For another thing, Deadline was not a true ensemble show. The whole series turned on the axle of its main character, Wallace Benton, played by Oliver Platt. He was given fantastic support by the rest of the cast -- Hope Davis, Lili Taylor, Bebe Neuwirth, Tom Conti. Every actor on the set seemed to be enjoying themselves, leaping into their parts with relish and abandon; but none so much as Platt, who attacked the role of the drinking, disheveled, acerbic and sometimes bleary Benton with everything he had. His performance was fantastic and offbeat and entertaining in its every molecule. Platt perfectly personified Benton's brash way with people, sweeping into the offices of powerful men and confronting them with their errors. His seemingly woozy way of talking to witnesses belied his conversational skill; in fact, his appearance of drunkeness might have been the verbal equivalent of Jackie Chan's Drunken Boxing fighting style. And yet Benton was often actually drunk, and Platt masterfully managed to convey the difference between when Benton was filled with alcohol and when he was merely pretending to stagger.

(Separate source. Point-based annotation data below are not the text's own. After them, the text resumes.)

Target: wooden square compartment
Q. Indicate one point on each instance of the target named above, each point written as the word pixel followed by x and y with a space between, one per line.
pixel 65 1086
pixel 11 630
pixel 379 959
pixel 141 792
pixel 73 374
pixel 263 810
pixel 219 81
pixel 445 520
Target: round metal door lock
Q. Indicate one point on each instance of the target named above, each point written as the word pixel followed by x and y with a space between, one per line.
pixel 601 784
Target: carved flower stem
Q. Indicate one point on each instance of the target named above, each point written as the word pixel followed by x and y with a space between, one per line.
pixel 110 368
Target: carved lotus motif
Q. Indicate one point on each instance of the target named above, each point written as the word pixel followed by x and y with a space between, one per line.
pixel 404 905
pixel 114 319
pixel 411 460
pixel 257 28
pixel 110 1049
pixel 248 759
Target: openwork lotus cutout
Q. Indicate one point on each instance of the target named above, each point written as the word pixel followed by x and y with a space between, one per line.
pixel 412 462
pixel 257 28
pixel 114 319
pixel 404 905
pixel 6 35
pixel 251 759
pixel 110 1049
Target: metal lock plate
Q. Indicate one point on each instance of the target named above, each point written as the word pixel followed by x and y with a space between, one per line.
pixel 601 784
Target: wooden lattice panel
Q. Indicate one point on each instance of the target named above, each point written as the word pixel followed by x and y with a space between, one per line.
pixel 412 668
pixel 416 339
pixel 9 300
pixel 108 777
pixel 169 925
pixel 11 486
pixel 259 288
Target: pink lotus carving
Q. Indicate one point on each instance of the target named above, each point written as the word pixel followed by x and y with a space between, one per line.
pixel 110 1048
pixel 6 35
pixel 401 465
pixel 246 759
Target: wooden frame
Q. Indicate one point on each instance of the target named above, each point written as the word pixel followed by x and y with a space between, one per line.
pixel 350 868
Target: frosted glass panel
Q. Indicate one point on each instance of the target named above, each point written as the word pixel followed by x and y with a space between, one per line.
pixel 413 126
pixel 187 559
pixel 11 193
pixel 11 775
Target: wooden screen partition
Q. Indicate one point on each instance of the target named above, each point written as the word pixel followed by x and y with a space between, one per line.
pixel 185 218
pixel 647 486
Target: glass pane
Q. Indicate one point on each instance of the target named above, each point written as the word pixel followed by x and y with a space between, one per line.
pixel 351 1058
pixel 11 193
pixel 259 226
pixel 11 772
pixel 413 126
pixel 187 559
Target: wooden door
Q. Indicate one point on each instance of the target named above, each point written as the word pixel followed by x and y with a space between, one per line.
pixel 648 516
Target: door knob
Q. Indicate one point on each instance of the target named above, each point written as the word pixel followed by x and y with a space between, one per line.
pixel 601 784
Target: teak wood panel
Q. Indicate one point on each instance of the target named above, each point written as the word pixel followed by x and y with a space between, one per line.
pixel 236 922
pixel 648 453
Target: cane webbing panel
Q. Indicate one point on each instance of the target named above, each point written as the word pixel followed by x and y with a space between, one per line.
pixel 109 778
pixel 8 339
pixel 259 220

Of course, acting is little without good dialogue, and good dialogue was one thing Deadline had in common with L&O. The characterizations were strong and interesting, with a depth rarely found on TV. Their lines were complex and used big words and everything. The actors were permitted to express their intelligence -- both intelligent actors and intelligent dialogue being scarce treats indeed.

Perhaps, though, in addition to the marketing error, the other error that sank Deadline was that, in making the characters engaging and smart, the writers and producers failed to make them entirely likeable. Platt's Benton was a lot of fun to watch, but he was also abrasive, abusive, overbearing, intimidating. Not the kind of traits that make an easy hero. Perhaps American viewers are not in the market for difficult protagonists on TV -- witness the early death of Robert Pastorelli's Cracker, or any of Dabney Coleman's vehicles (from Buffalo Bill on), or Jeremy Piven's Cupid.

Then again, there were Deadline's plots, which were fairly insipid. While it says something that I could enjoy the show despite the unfortunate story arcs, it also says something that I had to enjoy the show "despite." In the last episode aired, the writers had sunk so low as to have the killer confess to Benton, then attempt to kill him, only to -- can you believe this twist ending? -- be shot by the police who were listening on the wiretap Benton was wearing! For the first half hour, this was the most exciting and involving TV show I'd seen in a long time; then it stumbled badly, then threw itself down the stairs, and by the time the killer was confessing it was beating itself with a chair leg and trying to squeeze its head into the storm drain. I can't imagine why this creaky old stupid retread plot, one that wouldn't have fooled TV viewers in 1956, had to exist alongside lines like this one: "I visit my daddy's grave and I pray. You know what I pray to my daddy? I pray for him to give me the strength... to dig up his body and beat his head in with a shovel for leaving me like this."*

Well, it doesn't matter now. Deadline is dead. And maybe I'm the only one, but I will mourn it.

* Note added March 18, 2003: Thanks to the miracle of Deadline repeats of Bravo, I can now bring you this quote precisely: "Every year I go visit his grave and I pray on his grave. You know what I prayed last year?...I said Daddy, God give me the strength to dig you up and beat the crap out of you with this shovel for leaving me the way you did."